1.)  during normal work: MS office, Internet, the battery  lasts well .. close to 3 hrs.. 

2.) with gaming, wen i played fifa 2010, i was able to complete 3 back to back (8 min duration) matches with more than medium brightness

also, while playing crysis, the battery lasted 1hr and 15mins 
-------------


Cheers nb e-peace....


----------



## desiibond (Jun 20, 2010)

@anish, a general rule is to go for extended warranty. laptops giving trouble after a year of use is kid of common these days. But do remember that Sony is second to Asus and Apple in reliability (when checked after a year of use) and Dell trails just behind Sony.

Earlier, sony laptops were ignored due to high price but with the release of E series, the scenario has changed. Go get a Vaio E series but do get extended warranty pack. It doesnt' cost much but it can be save your bank account in case something happens


----------



## Stuge (Jun 20, 2010)

if you do buy Sony make sure you get 2 years extended warranty for Rs 5000.
 I'm using vaio till now I had these issues .

1st with the fan : Recently ,I was troubled with fan noise ,but I got it replaced  ( Sony has recognized the problem and has given extended warranty for the same )

2nd with dvd writer : writer stopped working after 4 months (its because of my stupidity, I installed the firmware from sonynec-optiarc website ).Always make sure to install firmware from manufactures website only .my writer was replaced at the same time ,when fan was replaced  (took 1 week to replace it ).I never told them that it stopped working because of my foolishness ,so it was replaced under warranty ]


----------



## Anish9218 (Jun 21, 2010)

*thnx gu**ys, but be**yond 2 **yrs son**y cant xtend the warrant**y if I pa**y them more?
I think Ill go for Son**y, but what abt HP??* Ever*yone here sa**y HP's the most reliable than an**ything else n its prett**y costl**y too For eg:

For 52k Ill get

HP Pavilion DV6-1308TX Laptop Technical Specification:
    * Windows 7 Home Premium
    * 15.6 (1366×768 pixels) High definition BrightView Widescreen Display
    * Intel Core 2 Duo T6600 Processor (2.2GHz, 2MB cache)
    * ATI Mobility Radeion HD 4650 Graphics
    * 4GB RAM
    * 320GB Hard Disk
HP Pavilion DV6-1308TX Laptop Price in India - Rs. 48,800/- Indian Rupee (INR)



HP Pavilion dv6-2163TX Laptop Specs:
    * Windows 7
    * 15.6 inch WXGA High-Definition HP BrightView Widescreen
    * Intel Core i5-550M Processor (2.4GHz, upto 2.93GHz in Turbo Mode, 3MB Cache)
    * Nvidia Geforce GT 230M Graphics Card (1GB)
    * 4GB RAM
    * 500 GB Sata Hard Disk Drive
HP Pavilion dv6-2163TX Price in India: Rs. 52,000/- Indian Rupee (INR)
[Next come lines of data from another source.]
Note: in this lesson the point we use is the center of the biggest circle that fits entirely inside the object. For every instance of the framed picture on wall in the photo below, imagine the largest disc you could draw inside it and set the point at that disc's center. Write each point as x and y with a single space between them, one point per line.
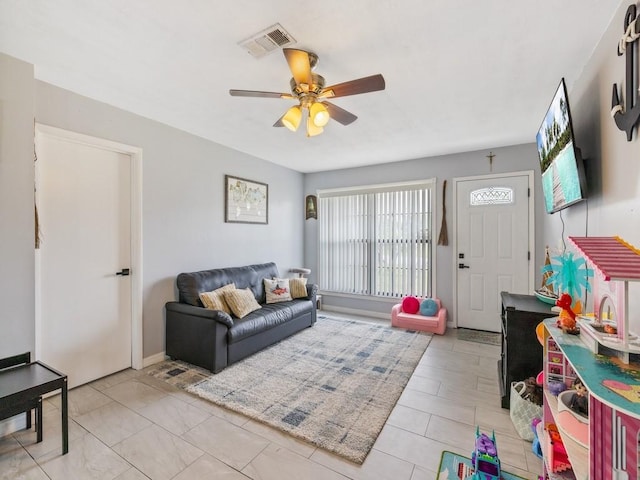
245 201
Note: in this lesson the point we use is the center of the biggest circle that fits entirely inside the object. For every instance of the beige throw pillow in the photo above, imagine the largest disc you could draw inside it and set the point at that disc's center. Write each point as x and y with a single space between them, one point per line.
277 290
241 302
298 287
215 300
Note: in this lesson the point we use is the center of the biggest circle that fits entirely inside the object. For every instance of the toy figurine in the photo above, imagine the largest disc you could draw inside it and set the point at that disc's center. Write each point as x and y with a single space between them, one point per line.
567 317
580 400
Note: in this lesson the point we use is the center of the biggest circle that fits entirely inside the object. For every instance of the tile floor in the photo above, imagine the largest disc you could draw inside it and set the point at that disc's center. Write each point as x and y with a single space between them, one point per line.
129 426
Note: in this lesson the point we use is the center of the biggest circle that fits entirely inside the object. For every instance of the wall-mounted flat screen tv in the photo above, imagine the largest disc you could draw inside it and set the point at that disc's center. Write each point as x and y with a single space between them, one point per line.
563 179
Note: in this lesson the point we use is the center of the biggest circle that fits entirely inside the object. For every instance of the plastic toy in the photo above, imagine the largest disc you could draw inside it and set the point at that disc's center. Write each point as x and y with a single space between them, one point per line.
580 399
535 447
484 458
556 453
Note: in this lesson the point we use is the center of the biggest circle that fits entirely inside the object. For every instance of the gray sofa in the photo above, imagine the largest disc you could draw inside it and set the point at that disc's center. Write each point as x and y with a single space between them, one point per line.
213 339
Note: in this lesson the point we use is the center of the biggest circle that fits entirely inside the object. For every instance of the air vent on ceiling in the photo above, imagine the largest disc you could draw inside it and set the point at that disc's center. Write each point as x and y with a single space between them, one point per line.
267 41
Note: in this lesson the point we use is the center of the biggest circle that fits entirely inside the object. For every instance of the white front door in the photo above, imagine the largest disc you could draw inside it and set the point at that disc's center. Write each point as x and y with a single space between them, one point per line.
493 241
85 315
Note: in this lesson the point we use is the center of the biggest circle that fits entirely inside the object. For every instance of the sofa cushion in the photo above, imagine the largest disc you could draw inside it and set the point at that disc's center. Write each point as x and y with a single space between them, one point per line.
215 300
241 301
269 316
277 290
190 285
428 307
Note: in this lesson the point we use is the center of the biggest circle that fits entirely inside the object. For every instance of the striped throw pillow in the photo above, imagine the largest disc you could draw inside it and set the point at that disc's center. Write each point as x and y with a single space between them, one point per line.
215 299
298 287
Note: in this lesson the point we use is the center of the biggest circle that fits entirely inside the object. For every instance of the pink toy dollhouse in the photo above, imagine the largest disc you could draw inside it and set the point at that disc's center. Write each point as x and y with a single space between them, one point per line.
615 264
605 360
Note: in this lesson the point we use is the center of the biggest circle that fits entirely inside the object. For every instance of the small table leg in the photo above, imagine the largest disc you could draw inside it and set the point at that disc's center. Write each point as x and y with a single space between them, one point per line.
65 420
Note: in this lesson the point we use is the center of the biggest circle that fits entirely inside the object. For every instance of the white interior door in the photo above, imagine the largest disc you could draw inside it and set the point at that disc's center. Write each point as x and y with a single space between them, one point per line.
493 242
85 315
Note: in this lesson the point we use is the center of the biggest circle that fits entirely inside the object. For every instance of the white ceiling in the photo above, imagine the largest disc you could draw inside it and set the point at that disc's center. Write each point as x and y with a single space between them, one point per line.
460 75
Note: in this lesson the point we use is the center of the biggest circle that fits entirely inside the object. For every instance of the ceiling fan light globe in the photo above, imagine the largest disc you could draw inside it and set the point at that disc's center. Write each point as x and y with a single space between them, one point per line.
319 114
312 128
292 118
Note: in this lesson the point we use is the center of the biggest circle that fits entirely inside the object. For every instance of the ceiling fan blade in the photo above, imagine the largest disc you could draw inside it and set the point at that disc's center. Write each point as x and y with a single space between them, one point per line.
354 87
256 93
300 65
340 115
But looking at Son*y's laptops ( the new E series ones, I want to go for Sony only) 
but my friends say Sony's nt tht reliable after warranty...they say go for HP only and till now I never ever heard any probs from HP laptops.....thats y i wanted to ask u ppl abt Sony.....

---------- Post added at 06:40 PM ---------- Previous post was at 06:37 PM ----------

uptill now every1 said Sony is overpriced and parts r nt easily available n costly after warranty.....Overpricing issue is over with the E-Series.......theyre awesome but the warranty issue is kinda disturbing....HP laptop parts r easily available everywhere n easily repairable but nt Sony.... (Im nt a fan of HP or smthng but after finding abt it from 5-6 PC shops here Im saying this....)


----------



## ashu888ashu888 (Jun 23, 2010)

^^

believe me Sony E Series are the better ones as compared to previous sony vaio laptops.. 

to all: guys, my SONY VAIO E Series (VP CEB 16FG) is jus 3,5 months old, i hv the 1 yr warranty clause intact but from where can i extend my warranty for say 2 yrs..??? shud i go to croma store??  plz tell me exact details 


cheers n  e-peace....


----------



## gagan007 (Jun 23, 2010)

AFAIK Chroma gives extended warranty only upto 15 days of purchase (that's what they told me when I purchased a HP printer from them recently)


----------



## Anish9218 (Jun 24, 2010)

dont mind me asking but i want to b sure ashu888ashu888
Dont u think its too early to make assumptions?
I mean akkies_2000's problems started from 6 months onwards....


----------



## ashu888ashu888 (Jun 24, 2010)

gagan007 said:


> AFAIK Chroma gives extended warranty only upto 15 days of purchase (that's what they told me when I purchased a HP printer from them recently)



well, then any other options??? any other guys hv a different soln..?? 



Anish9218 said:


> dont mind me asking but i want to b sure ashu888ashu888
> Dont u think its too early to make assumptions?
> I mean akkies_2000's problems started from 6 months onwards....


u are absolutely correct in viewing ur concerns buddy, i respect that..  but then wich lappy doesnt hv/giv problems..?? it jus depends on how the way we use this tech product,, 

but the final call is urs.. 

if i were u (since i already hv a VAIO) i wud take an extended warranty.. 

Cheers n e-peace....


----------



## amrawtanshx (Jun 28, 2010)

@ Anish9218
The models that you mentioned of HP, I think, are reasonably priced.Somewhat close to what Dell Studio 15 offers for the same specification.
And how should one compare HP Pavillion series and Sony E series ?


----------



## Anish9218 (Jun 30, 2010)

amrawtanshx Plz dont mind me sayin, Im not a Dell-Hater nor like to offend any Dell-lovers,

Dell aint that good if u want a lappy which has got a mid-level graphic card,
Right from 36k to 60k range laptops of Dell have almost the same graphic card (be it ATI 4570 or ATI 5470, their gaming capability is the same) Theyre just started graphic cards. Why waste money on such stuff,

U cant compare Sony E Series ATI 5650 to ATI 5470 (of Dell's)
ATI 5650 is way much bettr graphic card.....

Mow i just have to decide between Sony E Series or HP DV6 laptops......Hp is a bit costly in this case but Sony is bettr though little less priced than HP.......


----------